GG My very first assistant, David Jacobson, who is now a big club entrepreneur in Bangkok, but a great photographer as well, turned me on to spot grid lighting very early on. I became fascinated with the relationship between light and shadow, and I enjoyed the mystique behind less light rather than more, as well as its sculptural effects.

SO You give back to young photographers by doing a lot of teaching. What’s the best piece of advice you received that you can pass on?

GG Never feel like you’ve taken the perfect portrait – there’s always room for improvement. Be open, honest and listen!

Grace Jones (left) and Iggy Pop (right) by Greg Gorman

SO At the end of the day photography is still a job for you. How do you keep the love alive for what you do

GG Funny you should ask! My main passion for photography began dwindling in terms of the commercial world around 2006-2007. At that time, I realized that if I wanted to keep my passion alive, I needed a different outlet, so I turned to teaching which drives me, keeps me current and alert and attentive to others’ needs. I truly love sharing what I’ve gotten so much out of for all these years.

SO Your nudes are more personal works, where it seems you’re much more expressive and have more creative freedom. Do you prefer these kinds of projects over photographing celebrities?

GG Well back in the early eighties, when my career was really taking off, my late dear friend, Antonio Lopez, told me that if I wanted longevity in a field like photography, I needed a personal outlet outside the realm of commercial photography, where I could create images that were inherently mine. Thus was the birth of my nudes. Photos I had no one to answer to but myself.

SO It seems that celebrities, and people in general, are too self-aware now, and it has a lot to do with this new world of social media where everything is about image. Consequently, how has portraiture changed for you?
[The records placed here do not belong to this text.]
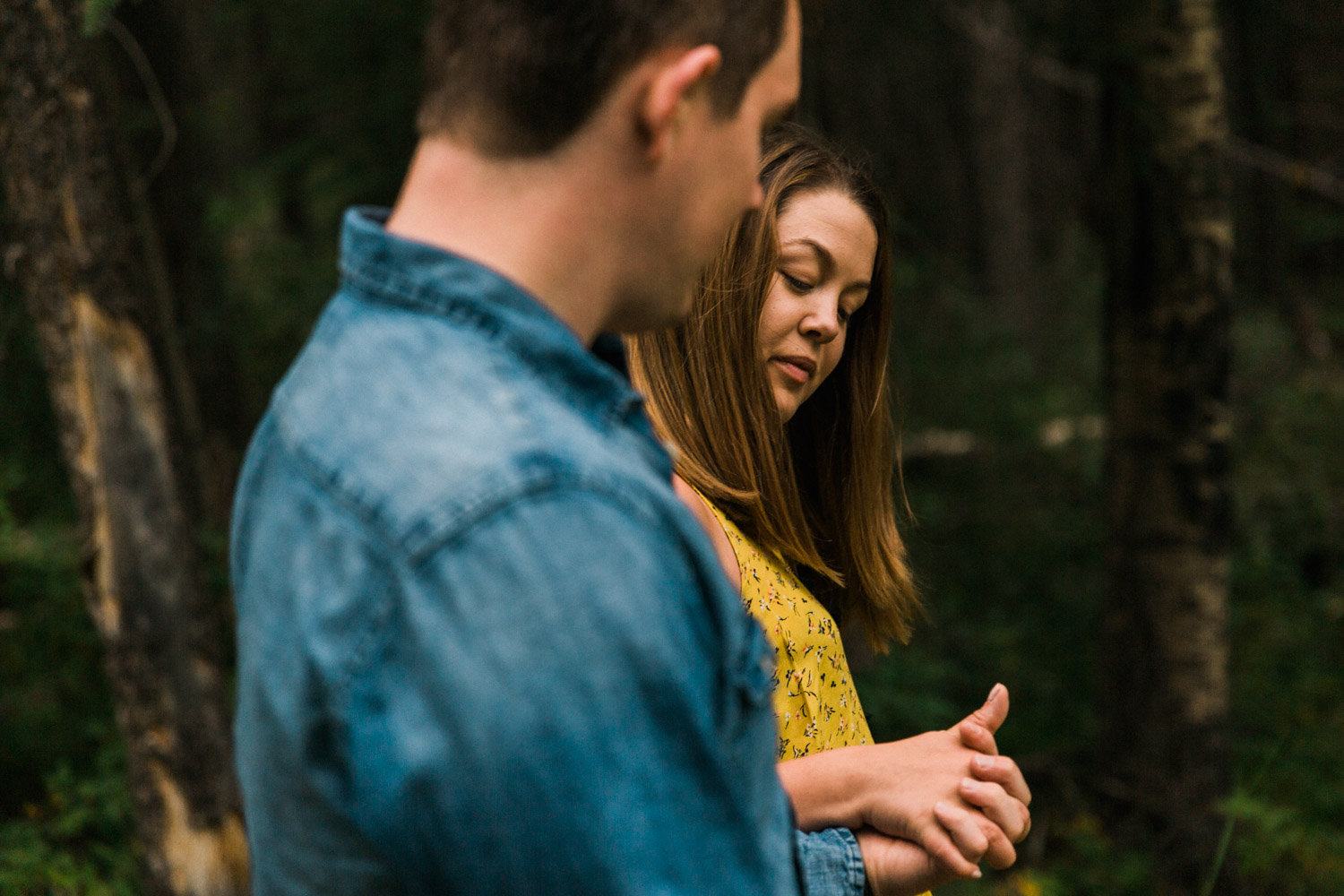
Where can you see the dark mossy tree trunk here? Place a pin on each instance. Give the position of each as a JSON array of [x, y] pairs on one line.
[[80, 263], [1168, 312]]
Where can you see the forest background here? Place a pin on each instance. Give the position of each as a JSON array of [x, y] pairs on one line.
[[238, 132]]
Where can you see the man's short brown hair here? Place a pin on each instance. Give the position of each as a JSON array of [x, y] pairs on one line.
[[519, 77]]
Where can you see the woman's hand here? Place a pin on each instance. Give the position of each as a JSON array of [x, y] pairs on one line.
[[895, 788]]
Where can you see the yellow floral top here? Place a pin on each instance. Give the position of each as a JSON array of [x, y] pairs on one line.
[[814, 702]]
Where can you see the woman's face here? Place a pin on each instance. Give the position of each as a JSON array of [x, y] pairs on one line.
[[827, 250]]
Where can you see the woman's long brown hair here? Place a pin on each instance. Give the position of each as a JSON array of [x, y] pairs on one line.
[[819, 489]]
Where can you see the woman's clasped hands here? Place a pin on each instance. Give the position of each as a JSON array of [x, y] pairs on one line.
[[926, 809]]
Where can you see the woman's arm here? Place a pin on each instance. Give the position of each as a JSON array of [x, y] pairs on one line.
[[895, 788]]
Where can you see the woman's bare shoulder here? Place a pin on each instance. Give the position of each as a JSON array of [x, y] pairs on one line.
[[711, 525]]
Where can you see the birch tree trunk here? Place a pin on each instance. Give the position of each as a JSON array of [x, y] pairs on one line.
[[1166, 626], [72, 246]]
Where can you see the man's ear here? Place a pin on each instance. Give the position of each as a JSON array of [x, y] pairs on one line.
[[675, 85]]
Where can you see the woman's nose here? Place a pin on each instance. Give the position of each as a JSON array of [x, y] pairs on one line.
[[822, 323]]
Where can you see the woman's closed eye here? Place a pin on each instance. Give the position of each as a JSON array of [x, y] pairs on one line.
[[796, 284]]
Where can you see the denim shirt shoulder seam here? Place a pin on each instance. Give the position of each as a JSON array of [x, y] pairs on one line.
[[401, 293]]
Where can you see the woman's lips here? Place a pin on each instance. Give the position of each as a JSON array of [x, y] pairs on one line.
[[796, 368]]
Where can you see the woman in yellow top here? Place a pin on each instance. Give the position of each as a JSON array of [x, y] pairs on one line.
[[774, 395]]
GG Selfies have certainly taken over the role of celebrity portraiture in many ways. I am not the biggest fan of social media. Call me old-fashioned. I do like Facebook because it is more a social platform keeping in touch with friends and all. While Instagram obviously is the much more preferred platform for widespread social media, but it requires constant attention and for me that is not interesting at this point in my life. I have a small presence there with help from friends, but it is not my main focus at this stage of my life. I am not trying to win friends and influence people at 70! I can assure you that!

SO Do you like to be photographed?

GG I tolerate being photographed because I respect what photographers have to go through (being one) to get a good portrait. So consequently I respect photographers when being photographed and try my best not to interject criticism when I know they are not lighting me properly or the like. I try and respect their efforts as best I can.

 

Greg Gorman’s photographs will be on display in the exhibition “The Outsiders: Best of and beyond”, at Munich’s IMMAGIS Gallery from 14th March to 11th May, 2019.